In the oil industry, signature bonuses are given to countries after the completion of a Production Sharing Contract (PSC) with an oil company. In many cases, the PSC prescribes the quantum of the bonus or how it is supposed to be paid.
For example, the Nigerian PSC contains signature and production bonuses. This bonus is a fixed fee which is paid by the oil company to the Nigerian government at different stages of the project. Signature bonuses are paid immediately after the completion of negotiations and signing of the PSC while production bonuses are paid when the production from a specific contract area reaches a particular threshold.
The signing bonus has nothing to do with whether a country is going for first oil or if it has been producing oil for ages, it is all about the negotiation. Of course negations are made based on strengths and weaknesses. Without a doubt, the fact that ExxonMobil has already estimated over one billion barrels of oil in the Liza field alone is a major strength of Guyana. In the end, only US$18M was negotiated. In September, Brazil secured US$1.2 B from a few oil companies. ExxonMobil teamed with Petrobras, Brazil’s national oil company, for the auction. ExxonMobil doled out the highest signature bonus in that round. Granted, this is said to be the highest signing bonus in history but is still a very far cry from what Guyana secured.
“International investors busted out their chequebooks on September 27 and pledged record amounts for the rights to develop Brazil’s oil and gas riches. The country’s 14th bid round for oil and gas exploration and production blocks drew more than $1.2 billion in signing bonuses from energy companies. It is the largest sum ever for a Brazilian oil auction, according to industry regulator the National Agency of Petroleum, Natural Gas, and Biofuels (ANP).”
Former Chairman of Alliance For Change (AFC), Attorney at Law Nigel Hughes thinks that Guyana could have done much better if only the nation had gone to the table prepared.

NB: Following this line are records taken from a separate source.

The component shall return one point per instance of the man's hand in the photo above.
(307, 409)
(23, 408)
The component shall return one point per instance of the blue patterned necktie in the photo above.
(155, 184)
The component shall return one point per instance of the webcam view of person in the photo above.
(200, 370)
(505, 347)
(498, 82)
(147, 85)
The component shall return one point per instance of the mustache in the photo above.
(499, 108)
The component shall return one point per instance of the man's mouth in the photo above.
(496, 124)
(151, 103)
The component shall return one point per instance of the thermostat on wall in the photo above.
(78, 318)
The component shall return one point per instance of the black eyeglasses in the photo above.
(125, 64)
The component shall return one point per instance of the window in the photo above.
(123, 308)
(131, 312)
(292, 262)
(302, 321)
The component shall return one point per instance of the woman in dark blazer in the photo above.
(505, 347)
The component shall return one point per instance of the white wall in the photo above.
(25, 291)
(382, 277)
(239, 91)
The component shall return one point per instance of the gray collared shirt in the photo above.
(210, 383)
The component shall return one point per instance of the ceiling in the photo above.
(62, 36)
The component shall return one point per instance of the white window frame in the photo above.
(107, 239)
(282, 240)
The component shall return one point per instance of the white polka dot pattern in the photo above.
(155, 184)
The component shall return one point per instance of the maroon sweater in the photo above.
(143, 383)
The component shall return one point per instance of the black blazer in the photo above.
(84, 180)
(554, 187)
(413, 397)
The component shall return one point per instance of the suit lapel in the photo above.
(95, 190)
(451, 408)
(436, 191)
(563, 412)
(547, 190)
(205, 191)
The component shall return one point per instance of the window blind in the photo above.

In a social media post, Hughes said, “One year after general elections the newly elected representatives of our dear Republic determined that they were possessed of the requisite skills all on their own to enter into negations with the biggest oil company on the planet, about the terms of the agreement which were previously agreed.”
Hughes noted that the bonus was negotiated and handed over after the news of the size of Liza was already in excess of 1.4 billion barrels and counting. “I believe the goodly Minister of Finance recently said we were ‘de-risked.”

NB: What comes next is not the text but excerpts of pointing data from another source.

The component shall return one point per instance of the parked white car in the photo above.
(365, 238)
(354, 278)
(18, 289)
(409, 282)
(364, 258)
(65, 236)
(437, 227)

Hughes questioned, “Did anyone bother to conduct the most rudimentary of checks to ascertain the underlying principles when assessing signing bonuses especially after you have a find the size of Liza with the promise it then held?” He continued, “Did we collectively bother to find out whether two per cent royalty was remotely close to what was acceptable in the industry in 2016.” Hughes said that the US$18M is but pittance even in the context of Guyana being the poor nation it is simply because the resource is worth much, much more. He said, “And really US$18M, even for Guyana this is not a significant sum for the capital assets of some of private sector giants. So exactly what was the basis on which these negotiations were conducted?

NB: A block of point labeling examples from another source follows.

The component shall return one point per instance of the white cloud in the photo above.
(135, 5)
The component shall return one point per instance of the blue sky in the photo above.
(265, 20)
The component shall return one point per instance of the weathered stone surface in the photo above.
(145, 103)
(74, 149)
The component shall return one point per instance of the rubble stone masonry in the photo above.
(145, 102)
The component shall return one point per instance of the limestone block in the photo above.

Did we have a “Best Alternative to a Negotiated Agreement (BATNA) when we embarked upon these negotiations???” “How is it possible that 250 years after the Berbice Uprising, 179 years after the abolition slavery and 100 years after the end of indentureship, we all on our own end up voluntarily accepting US18M bonus and 2% royalty on a 2.4 billion barrel field when we knew the industry experts were saying we were potentially sitting on a 10 billion barrel field.” Hughes said, “Small change or no change, we have drawn a very bad card. Better must come.”